International development secretary visits FGM clinic

International Development Secretary Penny Mordaunt today visited the specialist female genital mutilation (FGM) clinic at Queen Charlotte’s and Chelsea Hospital (QCCH), to see the support services available to families affected by the practice. 

Imperial College Healthcare NHS Trust runs three specialist clinics for women and families affected by FGM in north west London. Known as the Sunflower clinics, they provide support to pregnant and non-pregnant women with FGM. 

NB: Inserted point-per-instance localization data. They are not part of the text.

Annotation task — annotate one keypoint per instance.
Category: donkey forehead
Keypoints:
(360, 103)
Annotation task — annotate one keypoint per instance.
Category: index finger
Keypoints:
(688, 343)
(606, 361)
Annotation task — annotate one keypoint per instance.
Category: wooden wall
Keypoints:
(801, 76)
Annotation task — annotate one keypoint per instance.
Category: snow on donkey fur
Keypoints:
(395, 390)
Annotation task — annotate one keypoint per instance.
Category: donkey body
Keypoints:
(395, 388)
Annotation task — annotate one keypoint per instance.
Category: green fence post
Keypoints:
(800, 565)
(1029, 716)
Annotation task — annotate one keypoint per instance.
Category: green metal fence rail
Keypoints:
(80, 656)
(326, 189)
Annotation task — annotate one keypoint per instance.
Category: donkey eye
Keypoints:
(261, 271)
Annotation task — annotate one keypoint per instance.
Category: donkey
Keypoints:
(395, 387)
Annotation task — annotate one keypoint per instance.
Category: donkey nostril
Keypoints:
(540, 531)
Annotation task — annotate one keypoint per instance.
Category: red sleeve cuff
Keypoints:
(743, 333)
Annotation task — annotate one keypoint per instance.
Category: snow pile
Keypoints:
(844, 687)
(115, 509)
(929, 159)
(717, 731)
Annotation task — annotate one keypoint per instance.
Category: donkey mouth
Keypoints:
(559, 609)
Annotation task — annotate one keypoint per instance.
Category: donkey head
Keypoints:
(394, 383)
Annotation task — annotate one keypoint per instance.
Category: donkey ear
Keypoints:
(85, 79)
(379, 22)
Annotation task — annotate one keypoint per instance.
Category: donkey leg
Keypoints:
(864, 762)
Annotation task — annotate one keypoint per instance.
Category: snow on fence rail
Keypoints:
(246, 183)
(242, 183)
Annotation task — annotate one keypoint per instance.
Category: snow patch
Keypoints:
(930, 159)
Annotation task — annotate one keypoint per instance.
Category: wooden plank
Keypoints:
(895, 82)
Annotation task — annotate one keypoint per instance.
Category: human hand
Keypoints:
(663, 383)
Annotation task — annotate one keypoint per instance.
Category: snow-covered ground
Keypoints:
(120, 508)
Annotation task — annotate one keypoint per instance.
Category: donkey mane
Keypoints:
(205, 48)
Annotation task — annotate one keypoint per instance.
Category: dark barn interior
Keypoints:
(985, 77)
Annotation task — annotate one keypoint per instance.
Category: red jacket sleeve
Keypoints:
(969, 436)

The visit comes as the Department for International Development announce a new £50 million UK aid package to support the African-led movement to end FGM and provide better protections for vulnerable girls in some of the world’s poorest countries. 

The clinics, run at the Trust’s Queen Charlotte’s & Chelsea and St Mary’s hospitals, are staffed by female-only midwives with specialist experience in helping and caring for women with FGM. The teams can diagnose the type of FGM a woman has received and offer reversal procedures as well as referring women to specialist urogynaecology services if needed. 

Midwives work alongside health advocates from community organisations including Midaye Somali Development Network, who speak English and Somali or Arabic, allowing women access to specialist counselling support services. 

"We see more than 600 women a year in our clinics from a variety of diaspora communities. Often these women have little knowledge of FGM or the health implications,” said Juliet Albert, specialist FGM midwife at QCCH.

“The service we provide not only helps women physically but also psychologically. Many women are traumatised by their experience of FGM and so we are able to give them access to counsellors and other support networks. We also educate women about FGM and the health implications.”

The UK aid funding will support community programmes and grassroots campaigners in African countries to carry out work in the community, support women’s organisations and girls’ clubs in schools where they can discuss the issue in a safe space.

“Having volunteered in Africa as part of community programmes to end FGM, I know there is a strong link to the diaspora communities in the UK,” added Juliet. “By supporting the African-led movement to end FGM, hopefully we will see an end to the practice in the UK.”

FGM is a procedure where the female genitals are deliberately cut and it can seriously harm the health of women and girls, however it is a practice that is thousands of years old which continues to be performed in parts of Africa, the Middle East and Asia.